According to data presented at the Association for Research in Vision and Ophthalmology annual meeting in New Orleans, staggered administration of Ixo-vec in non-human primates showed peak aflibercept protein levels in the second eye within the targeted therapeutic range, supporting the potential for bilateral administration.

(Image Credit: AdobeStock)

(Image Credit: AdobeStock)

Adverum Biotechnologies Inc. today announced nonclinical data supporting the two doses of ixoberogene soroparvovec (Ixo-vec, formerly referred to as ADVM-022) being evaluated in the Phase 2 LUNA trial and the potential for staggered, bilateral administration in the treatment of wet AMD.

The data were featured in an oral presentation at the Association for Research in Vision and Ophthalmology (ARVO) 2023 Annual Meeting in New Orleans.

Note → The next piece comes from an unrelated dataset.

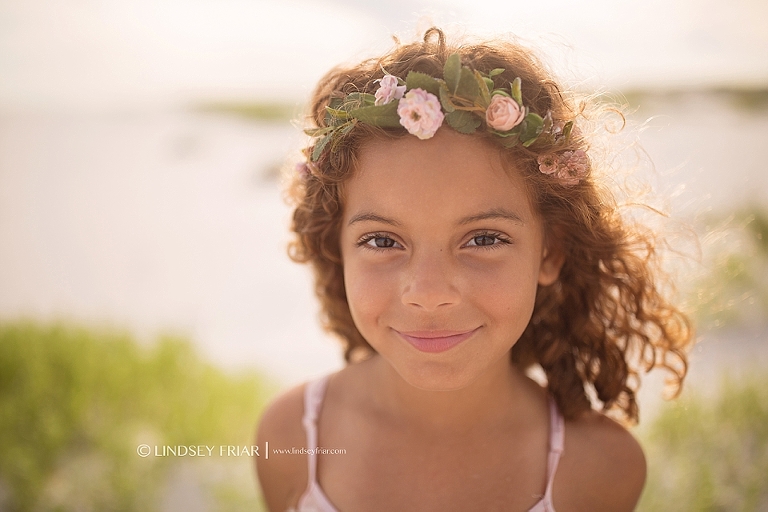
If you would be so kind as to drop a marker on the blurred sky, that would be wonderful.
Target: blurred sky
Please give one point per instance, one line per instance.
(112, 53)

“The nonclinical data presented today support the two doses we are evaluating in the ongoing LUNA trial of Ixo-vec for the treatment of wet AMD, both in terms of tolerability and aflibercept levels within the targeted therapeutic range,” Brigit Riley, PhD, chief scientific officer at Adverum Biotechnologies, said in a statement. “Additionally, we are encouraged by the results of our nonclinical study evaluating staggered, bilateral administration as approximately 10% of patients convert from single eye to bilateral disease per year, representing an important area of unmet need that warrants clinical evaluation of Ixo-vec in bilateral wet AMD.”

Data Highlights

  • Staggered, bilateral administration of Ixo-vec in NHPs was well tolerated with encouraging therapeutic activity and no signals of increased inflammation.
  • A no-observed-adverse-effect level (NOAEL) was identified in NHPs at the human equivalent dose of 2E11 (3 X 10^10 vg/eye dose in NHP) supporting the human 2E11 and 6E10 doses in the ongoing Phase 2 LUNA study in wet AMD.
  • Both 2E11 and 6E10 human equivalent doses resulted in therapeutic aflibercept levels with mean peak levels comparable with those observed in previous NHP and in human studies utilizing higher doses of Ixo-vec.
  • Administration of a single intravitreal dose of Ixo-vec in the second eye resulted in peak aflibercept levels that are within the targeted therapeutic range.
  • Despite elevated systemic humoral response after first eye injection, second eye total antibodies were undetectable prior to injection of Ixo-vec dose in the second eye.
  1. Gangnon RE, Lee KE, Klein BE, Iyengar SK, Sivakumaran TA and Klein R (2015) Severity of age-related macular degeneration in 1 eye and the incidence and progression of age-related macular degeneration in the fellow eye: the Beaver Dam Eye Study. JAMA Ophthalmol; 133 (2): 125–132.
  2. Rasmussen A., Fuchs J, Hansen LH, Larsen M, Sander B and Lund-Andersen H (2017) Neovascular age-related macular degeneration: is it worthwhile treating an eye with poor visual acuity, if the visual acuity of the fellow eye is good?. Eye 31, 978–980 (2017).
  3. Wong TY, Lanzetta P, Bandello F, Eldem B, Navarro R, Lövestam-Adrian M and Loewenstein A (2020) Current concepts and modalities for monitoring the fellow eye in neovascular age-related macular degeneration. An Expert Panel Consensus. Retina. 40, 599-611
  4. Zarranz-Ventura J, Liew G, Johnston RL, Xing W, Akerele T, McKibbin M et al. (2014). The neovascular age-related macular degeneration database: report 2: incidence, management, and visual outcomes of second treated eyes. Ophthalmology; 121 (10): 1966–1975.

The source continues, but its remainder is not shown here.